Tra cinque giorni, senza interventi a sorpresa dell’ultimo minuto, il blocco dei licenziamenti in vigore da poco meno di 500 giorni non ci sarà più. Secondo i sindacati l’ondata potrebbe travolgere circa 700mila posti di lavoro e per questo manifesteranno oggi a Torino, Firenze e Bari. Il conto dei licenziati sarà certamente più basso perché il governo comunque interverrà, ma non con la proroga del blocco sino a fine ottobre richiesta dalle confederazioni e da una parte della maggioranza. Ci sarà invece, come previsto e quasi già annunciato da almeno una settimana, la proroga selettiva: il blocco resterà in vigore per il tessile, l’abbigliamento, i calzaturifici, la pelletteria, l’occhialeria e quasi certamente il turismo. Qualcos’altro potrebbe aggiungersi ma il grosso del decreto è questo. Limiterà un po’ il danno. Non lo eviterà.
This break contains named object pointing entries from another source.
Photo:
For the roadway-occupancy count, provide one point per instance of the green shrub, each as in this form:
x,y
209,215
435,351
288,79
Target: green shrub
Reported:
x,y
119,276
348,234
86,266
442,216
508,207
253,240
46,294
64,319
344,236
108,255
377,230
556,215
Il cdm è convocato per lunedì prossimo proprio per evitare o arginare gli effetti delle due scadenze al momento previste per il 30 giugno: quella dei licenziamenti e quella dell’invio delle cartelle fiscali. La riscossione dovrebbe ripartire dal primo luglio e i versamenti, di conseguenza, dovrebbero iniziare un mese dopo. Tutto verrà invece rinviato di due mesi, con ripartenza delle attività di riscossione a fine agosto e l’ipotesi ancora tutta da verificare di un decreto ponte. I licenziamenti invece riprenderanno ovunque tranne che nelle categorie per le quali verrà prorogato il blocco e per le aziende che hanno chiesto la cassa integrazione in deroga, dove resterà valido fino al 31 ottobre. Del pacchetto farà parte anche il rifinanziamento della legge Sabatini, con gli incentivi per le Pmi che rinnovano impianti e attrezzature. Nel complesso la copertura dell’intero decreto, che confluirà poi nel dl Sostegni bis, dovrebbe essere di 3 mld.

Ai sindacati non basta. Landini alza i toni di parecchi decibel: «Non voglio neppure prendere in considerazione la possibilità che il governo non ci ascolti e non ci convochi. Ma se non ci ascolta non staremo con la mani in mano a vedere lavoratori licenziati. I tempi per la proroga del blocco ci sono». Il segretario della Uil Bombardieri è altrettanto bellicoso: «Gli inventivi sono stati dati indistintamente a tutte le aziende. Ora è corretto trattare allo stesso modo tutti i lavoratori. Con la proroga selettiva, senza il blocco per tutti sino a fine ottobre il rischio di crisi sociale c’è». Nessuno, per il momento, parla apertamente della possibilità che terremoterebbe il governo più di qualsiasi altra cosa: lo sciopero generale. Se mai ci si dovesse arrivare, il Pd di Enrico Letta probabilmente non sarebbe in grado di reggerlo.

La tesi del governo, sostenuta anche dal Nazareno, è che non avrebbe senso prorogare il blocco anche per quei settori in cui la ripresa è già in corso, come l’edilizia. La replica dei sindacati è che c’è bisogno di tempo per varare la riforma degli ammortizzatori sociali, in modo da «trovare una strada alternativa ai licenziamenti». Ragionamenti comprensibili l’uno e l’altro ma sta di fatto che a perdere il lavoro sono già state circa 900mila persone e che quella cifra già esorbitante aumenterà di parecchio senza un ripensamento in extremis sulla proroga per tutti. Sta anche di fatto che il grosso degli aiuti, nei mesi scorsi, è andato alle aziende e in quel caso, come ricorda ancora Bombardieri, senza selettività: «Sono stati dati a tutte le aziende. Da quelle che hanno sede sociale all’estero a quelle che non manterranno i livelli occupazionali».

Una parte della maggioranza fa blocco con i sindacati. I senatori 5S della commissione Lavoro del Senato non nascondono «dubbi e perplessità», si dicono «molto preoccupati per lo scenario che potrebbe configurarsi». Per LeU la capogruppo al Senato De Petris avverte che «il tempo sta per scadere: bisogna impedire che la slavina dei licenziamenti parta e sta al governo farlo». Per il Pd, però, la proroga non è necessaria. «Si stanno aprendo spiragli per una possibile soluzione», assicura il responsabile dell’Economia Misiani. Forse è ottimismo. Forse scaramanzia. Perché a dire che «senza garanzie per i lavoratori esiste certamente un rischio sociale» è la stessa ministra degli Interni Lamorgese.